Tuesday, April 6, 2010

Sweet Potato, Carrot and Butternut Curry

Curry is one of those funny dishes that is either a staple or a mystery to any given home cook. The unfortunate reality is that the first thing to come to mind for most people when they are confronted with cooking a curry is to reach for the "curry powder," a completely western invention developed in England (I believe, correct me if I'm wrong) in an attempt to capture the flavors discovered during colonization in India. Now one yellow powder is sometimes used to encompass a myriad of cuisines across the world...oh dear.
my bag-o-spices and some garlic to pave the way

You can look histories and recipes for different cultural spice mixtures (very interesting and definitely worth a browse), but here I will just describe last night's deliciousness: a curried amalgamation of orange. Yum. Unfortunately by virtue of the texture, a curry slurry is a difficult dish to photograph, so please forgive the photos, but if anyone has food styling or photographic expertise please let me know if you have any tips for capturing the beauty in a dish whose aesthetics do not necessarily do justice to the flavor.

To start, the essential base for the flavors to come are the whole spices and it is worth the paltry investment to go get a few little baggies from a store that sells them in bulk (much less expensive - you can spend less than $10 for all these and they will last for many many dishes). The basics to have (all in whole form...with an exception for turmeric which is not always available fresh) are: cumin seeds, coriander seeds, fenugreek seeds, ground turmeric, mustard seeds, cinnamon bark, red pepper flakes and whole peppercorns. For some dishes you may want to play around with some nutmeg, star anise seeds, whole cloves and curry leaves if you can find them. It's all about experimentation! Make sure to keep these all in an airtight, cool, dark place and they will keep for a year or more.

So, it all starts with the onions (funny how that comes up in almost any culture). Saute some chopped onions in a liberal amount of butter, ghee or/and olive oil (a little cultural blending and's all about doing what you can with what you have). When the onions start browning, toss in some spices.

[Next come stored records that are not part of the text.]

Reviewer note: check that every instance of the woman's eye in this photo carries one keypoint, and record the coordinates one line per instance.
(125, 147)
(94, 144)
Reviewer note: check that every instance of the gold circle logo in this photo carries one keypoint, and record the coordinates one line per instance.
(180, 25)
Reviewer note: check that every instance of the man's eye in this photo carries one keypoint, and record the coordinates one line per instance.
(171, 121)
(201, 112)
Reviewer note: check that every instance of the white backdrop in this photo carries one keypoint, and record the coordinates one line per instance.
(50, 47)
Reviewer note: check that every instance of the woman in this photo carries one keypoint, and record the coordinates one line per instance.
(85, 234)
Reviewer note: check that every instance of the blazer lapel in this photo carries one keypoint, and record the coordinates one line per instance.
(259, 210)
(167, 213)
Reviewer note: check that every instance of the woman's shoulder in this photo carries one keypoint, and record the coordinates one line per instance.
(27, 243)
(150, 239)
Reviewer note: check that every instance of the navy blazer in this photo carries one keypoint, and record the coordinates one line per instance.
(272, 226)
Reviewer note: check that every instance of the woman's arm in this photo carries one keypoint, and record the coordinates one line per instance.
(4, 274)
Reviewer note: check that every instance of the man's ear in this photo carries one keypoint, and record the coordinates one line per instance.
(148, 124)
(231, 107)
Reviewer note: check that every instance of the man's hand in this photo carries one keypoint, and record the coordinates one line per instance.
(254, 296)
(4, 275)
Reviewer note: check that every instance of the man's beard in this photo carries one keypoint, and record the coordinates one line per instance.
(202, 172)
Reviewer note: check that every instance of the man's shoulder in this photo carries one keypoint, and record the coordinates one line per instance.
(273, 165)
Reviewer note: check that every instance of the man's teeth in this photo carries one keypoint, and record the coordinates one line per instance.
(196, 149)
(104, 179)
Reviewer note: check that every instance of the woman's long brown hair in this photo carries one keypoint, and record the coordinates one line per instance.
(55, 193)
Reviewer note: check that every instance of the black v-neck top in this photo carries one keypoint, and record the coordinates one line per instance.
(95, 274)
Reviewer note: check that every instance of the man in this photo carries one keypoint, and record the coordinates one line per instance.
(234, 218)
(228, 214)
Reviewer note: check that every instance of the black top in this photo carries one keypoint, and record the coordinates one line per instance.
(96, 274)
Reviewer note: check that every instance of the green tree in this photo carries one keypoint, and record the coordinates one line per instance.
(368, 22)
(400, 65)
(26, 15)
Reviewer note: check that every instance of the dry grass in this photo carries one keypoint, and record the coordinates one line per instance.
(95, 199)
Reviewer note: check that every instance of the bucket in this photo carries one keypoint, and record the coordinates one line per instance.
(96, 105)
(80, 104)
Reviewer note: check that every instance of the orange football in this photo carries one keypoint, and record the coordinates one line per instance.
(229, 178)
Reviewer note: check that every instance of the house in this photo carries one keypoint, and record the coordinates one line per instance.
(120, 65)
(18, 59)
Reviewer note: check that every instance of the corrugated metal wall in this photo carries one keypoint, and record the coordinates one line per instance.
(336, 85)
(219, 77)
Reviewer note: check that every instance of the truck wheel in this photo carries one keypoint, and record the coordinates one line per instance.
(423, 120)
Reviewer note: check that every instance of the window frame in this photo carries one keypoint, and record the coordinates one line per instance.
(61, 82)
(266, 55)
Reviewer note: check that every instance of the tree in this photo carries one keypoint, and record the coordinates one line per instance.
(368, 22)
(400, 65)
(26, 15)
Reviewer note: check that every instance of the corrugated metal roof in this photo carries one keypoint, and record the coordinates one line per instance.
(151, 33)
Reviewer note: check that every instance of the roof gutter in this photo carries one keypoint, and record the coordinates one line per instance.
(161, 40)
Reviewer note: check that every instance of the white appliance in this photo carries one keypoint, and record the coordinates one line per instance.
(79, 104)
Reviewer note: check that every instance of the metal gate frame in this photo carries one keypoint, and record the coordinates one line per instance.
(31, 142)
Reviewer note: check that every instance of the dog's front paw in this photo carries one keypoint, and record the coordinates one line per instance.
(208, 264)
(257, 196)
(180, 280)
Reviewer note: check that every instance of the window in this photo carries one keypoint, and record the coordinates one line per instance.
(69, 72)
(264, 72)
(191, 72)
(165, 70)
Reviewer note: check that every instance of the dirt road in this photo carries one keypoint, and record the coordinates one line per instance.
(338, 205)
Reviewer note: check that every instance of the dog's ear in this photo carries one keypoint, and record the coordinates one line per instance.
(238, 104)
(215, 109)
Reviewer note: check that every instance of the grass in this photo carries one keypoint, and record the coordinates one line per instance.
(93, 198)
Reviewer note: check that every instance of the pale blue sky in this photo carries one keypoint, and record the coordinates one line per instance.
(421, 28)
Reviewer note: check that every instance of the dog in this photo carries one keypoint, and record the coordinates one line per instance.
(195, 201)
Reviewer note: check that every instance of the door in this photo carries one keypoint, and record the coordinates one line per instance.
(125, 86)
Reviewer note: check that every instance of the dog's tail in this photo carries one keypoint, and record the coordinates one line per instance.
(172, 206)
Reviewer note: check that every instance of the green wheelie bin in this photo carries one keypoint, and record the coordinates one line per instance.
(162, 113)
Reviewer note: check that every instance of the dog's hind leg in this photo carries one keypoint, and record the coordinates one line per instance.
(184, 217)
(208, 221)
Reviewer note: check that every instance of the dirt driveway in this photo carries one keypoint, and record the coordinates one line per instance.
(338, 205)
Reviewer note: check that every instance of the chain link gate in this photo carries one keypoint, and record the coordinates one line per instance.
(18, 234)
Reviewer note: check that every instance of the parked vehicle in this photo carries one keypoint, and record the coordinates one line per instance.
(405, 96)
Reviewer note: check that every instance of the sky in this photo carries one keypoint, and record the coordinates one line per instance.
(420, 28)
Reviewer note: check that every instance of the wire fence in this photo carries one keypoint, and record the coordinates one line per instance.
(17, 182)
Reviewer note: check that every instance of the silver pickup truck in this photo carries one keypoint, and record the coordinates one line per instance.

This may seem vague, so here are some guidelines (what I used for this dish), but don't stress too much about being exact:

cumin and coriander - start with a heaping spoonful each
fenugreek and mustard - about half of what you did for the above two
a sprinkle of red pepper flakes
some of a stick of cinnamon
a few peppercorns

Saute these and some chopped garlic and ginger (if you have it) for a couple minutes with the onions until you start smelling the fragrance of the spices bloom into the oil. Add the orange stuff (butternut squash, carrots and sweet potato), some water or stock, a small sprinkle of turmeric and then cover and simmer until the veggies are nice and soft. There will probably be a lot of watery water around the veggies (not the texture you really wanted), so take out about half and puree or mash until creamy, then return to the skillet. This will both enhance the texture and flavor because some of those whole spices will now be pulverized, deepening their flavor. At this point I added some whole coconut milk and simmered until it was the consistency I wanted (creamy and not too thick). Serve over brown rice and garnish with chopped cashews. Yum.

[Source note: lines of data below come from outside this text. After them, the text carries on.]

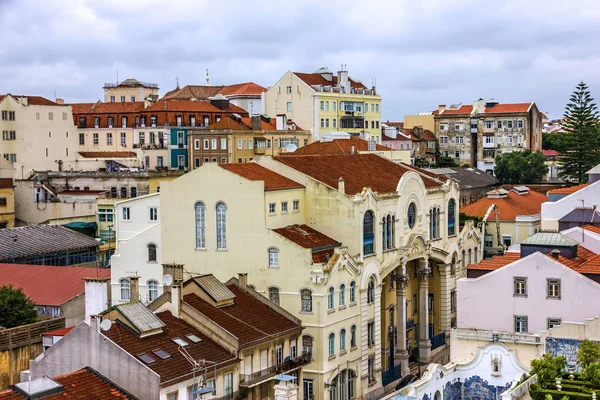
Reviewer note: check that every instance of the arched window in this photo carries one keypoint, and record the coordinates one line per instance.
(342, 294)
(331, 344)
(200, 212)
(152, 290)
(306, 296)
(274, 295)
(412, 211)
(221, 226)
(151, 252)
(125, 292)
(451, 216)
(371, 291)
(368, 233)
(273, 257)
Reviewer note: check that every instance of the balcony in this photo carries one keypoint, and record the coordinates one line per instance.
(287, 366)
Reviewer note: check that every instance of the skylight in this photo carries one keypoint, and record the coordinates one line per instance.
(180, 342)
(161, 354)
(146, 358)
(193, 338)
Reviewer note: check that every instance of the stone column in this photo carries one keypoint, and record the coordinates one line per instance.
(401, 355)
(424, 342)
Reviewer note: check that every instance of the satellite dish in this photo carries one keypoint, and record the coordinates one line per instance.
(105, 325)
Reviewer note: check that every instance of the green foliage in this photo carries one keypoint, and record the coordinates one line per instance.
(547, 369)
(581, 139)
(520, 167)
(588, 353)
(15, 307)
(445, 162)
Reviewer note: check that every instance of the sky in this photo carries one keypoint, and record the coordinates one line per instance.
(420, 53)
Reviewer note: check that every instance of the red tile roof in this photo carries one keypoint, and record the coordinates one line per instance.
(107, 154)
(508, 108)
(248, 319)
(508, 207)
(255, 172)
(59, 332)
(317, 79)
(84, 384)
(336, 146)
(358, 170)
(48, 285)
(567, 190)
(175, 368)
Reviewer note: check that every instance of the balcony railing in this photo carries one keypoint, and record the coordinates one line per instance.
(286, 366)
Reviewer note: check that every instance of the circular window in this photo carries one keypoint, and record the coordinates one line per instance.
(411, 215)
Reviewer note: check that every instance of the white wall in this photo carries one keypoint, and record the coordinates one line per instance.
(488, 302)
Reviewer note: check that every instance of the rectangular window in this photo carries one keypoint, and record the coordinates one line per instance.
(520, 323)
(553, 288)
(520, 286)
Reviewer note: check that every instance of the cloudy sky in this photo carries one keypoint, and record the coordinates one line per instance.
(421, 52)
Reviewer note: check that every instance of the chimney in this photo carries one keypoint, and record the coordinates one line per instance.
(256, 123)
(243, 280)
(134, 287)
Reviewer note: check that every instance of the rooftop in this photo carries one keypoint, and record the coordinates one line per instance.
(509, 207)
(247, 318)
(174, 367)
(83, 384)
(255, 172)
(358, 171)
(48, 285)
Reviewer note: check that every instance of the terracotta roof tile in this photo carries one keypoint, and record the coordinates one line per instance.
(508, 207)
(250, 320)
(48, 285)
(336, 146)
(305, 236)
(567, 190)
(83, 384)
(359, 171)
(255, 172)
(175, 368)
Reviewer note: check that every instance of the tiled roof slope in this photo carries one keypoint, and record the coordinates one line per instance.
(567, 190)
(175, 368)
(255, 172)
(358, 170)
(41, 239)
(248, 319)
(84, 384)
(337, 146)
(508, 207)
(48, 285)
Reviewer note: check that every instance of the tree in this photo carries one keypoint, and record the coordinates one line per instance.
(547, 369)
(15, 307)
(588, 353)
(520, 167)
(581, 137)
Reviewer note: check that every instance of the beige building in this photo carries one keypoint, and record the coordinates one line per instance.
(323, 102)
(37, 134)
(130, 90)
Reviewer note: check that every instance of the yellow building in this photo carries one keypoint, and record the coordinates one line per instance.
(324, 102)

There are infinite combinations of these spices that you can experiment with in your dishes. Sometimes if the dish doesn't come out quite strong enough for your taste (always better to err on too weak over too strong), it is nice to have a homemade spice mix to beef it up a bit at the last minute. You can do this by taking some of your whole spices, toasting a mixture of them in a hot dry cast iron until they are fragrant, then grinding them into a powder and storing them in an airtight jar in the fridge. You can look around the web for ideas as to what spice combinations and ratios are tried and true, though once you get the hang of it, making up your own masalas as they are called is a unique touch.

Making naan, chapatis or other flat bread is an amazing compliment to any curry-style dish as well, but I think that will have to wait for another post. Until then, cook well and keep experimenting. Pace.